Gonorrhea is a contagious inflammation of the urethra, accompanied by a white or yellowish discharge. It is caused by a specific germ, the gonococcus , and is acquired through sexual intercourse with a person suffering from this disease. Exceptionally the disease may be conveyed by objects soiled with the discharge, as basins, towels, and, in children, diapers, so that in institutions for infants it may be thus transferred from one to the other, causing an epidemic. The mucous membrane of the lower part of the bowel and the eyes are also subject to the disease through contamination with the discharge. The disease begins usually three to seven days after sexual intercourse, with symptoms of burning, smarting, and pain on urination, and a watery discharge from the passage, soon followed by a yellowish or white secretion. Swelling of the penis, frequent urination, and painful erections are also common symptoms. The disease, if uncomplicated and running a favorable course, may end in recovery within six weeks or earlier, with proper treatment. On the other hand, complications are exceedingly frequent, and the disorder often terminates in a chronic inflammation which may persist for years even without the knowledge of the patient and may result in the infection of others after all visible signs have ceased to appear.
Treatment. Rest is the most important requisite; at first, best in bed; if not, the patient should keep as quiet as possible for several days. The diet should consist of large quantities of water or milk, or milk and vichy, with bread, cereals, potatoes, and vegetables absolutely avoiding alcohol in any form. Sexual intercourse is harmful at any stage in the disease and will communicate the infection. Aperient salts should be taken to keep the bowels loose. The penis should be soaked in hot water three times daily to reduce the inflammation and cleanse the organ. A small wad of absorbent cotton may be held in place by drawing the foreskin over it to absorb the discharge, or may be held in place by means of a bag fitting over the penis. All cloths, cotton, etc., which have become soiled with the discharge, should be burned, and the hands should be washed after contact with the discharge; otherwise the contagion may be conveyed to the eyes, producing blindness. It is advisable for the patient to take one half teaspoonful of baking soda in water three times daily between meals for the first four or five days, or, better, fifteen grains of potassium citrate and fifteen drops of sweet spirit of nitre in the same way. Painful erections may be relieved by bathing the penis in cold water, urinating every three hours, and taking twenty grains of sodium bromide at night in water. After all swelling and pain have subsided, local treatment may be begun.

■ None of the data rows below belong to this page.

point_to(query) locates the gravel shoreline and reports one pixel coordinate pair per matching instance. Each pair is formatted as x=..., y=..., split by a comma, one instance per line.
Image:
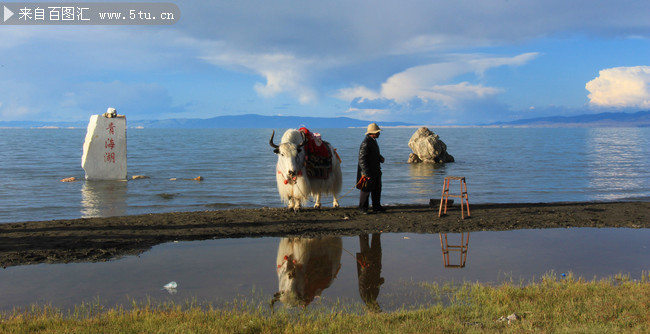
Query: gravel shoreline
x=102, y=239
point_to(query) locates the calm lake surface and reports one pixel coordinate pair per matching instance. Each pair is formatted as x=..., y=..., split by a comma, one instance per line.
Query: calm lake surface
x=501, y=165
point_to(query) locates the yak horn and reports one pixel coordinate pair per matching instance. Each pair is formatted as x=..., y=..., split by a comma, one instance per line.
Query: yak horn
x=304, y=140
x=271, y=141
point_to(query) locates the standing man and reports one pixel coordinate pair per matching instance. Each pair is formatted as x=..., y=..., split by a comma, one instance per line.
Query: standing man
x=369, y=171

Injections or irrigations with various medicated fluids constitute the best and most efficient measures of local treatment. They should be used only under the advice and management of the physician. No greater mistake can be made than to resort to the advertising quack, the druggist’s clerk, or the prescription furnished by an obliging friend. Skillful treatment, resulting in a complete radical cure, may save him much suffering from avoidable complications and months or years of chronic trouble.
At the same time the first medicines advised are stopped and oleoresin of cubebs, five grains, or copaiba balsam, ten grains or both together are to be taken three times daily after meals, in capsules, for several weeks, unless they disturb the digestion too much. A suspensory bandage should be worn throughout the continuance of the disease. The approach of the cure of the disease is marked by a diminution in the quantity and a change in the character of the discharge, which becomes thinner and less purulent and reduced to merely a drop in the passage in the early morning, but this may continue for a great while. Chronic discharge of this kind and the complications cannot be treated properly by the patient, but require skilled medical care.
In this connection it may be said that most patients have an idea that the subsidence or disappearance of the discharge is an evidence of the cure of the disease. Experience shows that the disease may lapse into a latent or chronic form and remain quiescent, without visible symptoms, during a prolonged period, while susceptible of being revived under the influence of alcoholic drinks or sexual intercourse. It is important that treatment should be continued until all disease germs are destroyed, which can only be determined by an examination of the secretions from the urethra under the microscope.
The more common complications of gonorrhea are inflammation of the glands in the groin (bubo), acute inflammation of the prostate glands and bladder, of the seminal vesicles, or of the testicles. The latter complication is a most common cause of sterility in men. Formerly it was thought that gonorrhea was a local inflammation confined to the urinary canal and neighboring parts, but advances in our knowledge have shown that the germs may be taken up into the general circulation and affect any part of the body, such as the muscles, joints, heart, lungs, liver, spleen, kidneys, etc., with results always serious and often fatal to life. One of the most common complications is gonorrheal arthritis, which may affect one or several joints and result in stiffness or complete loss of movement of the affected joint, with more or less deformity and permanent disability. Another complication is gonorrheal inflammation of the eye, from direct transference of the pus by the fingers or otherwise, and resulting in partial or complete blindness.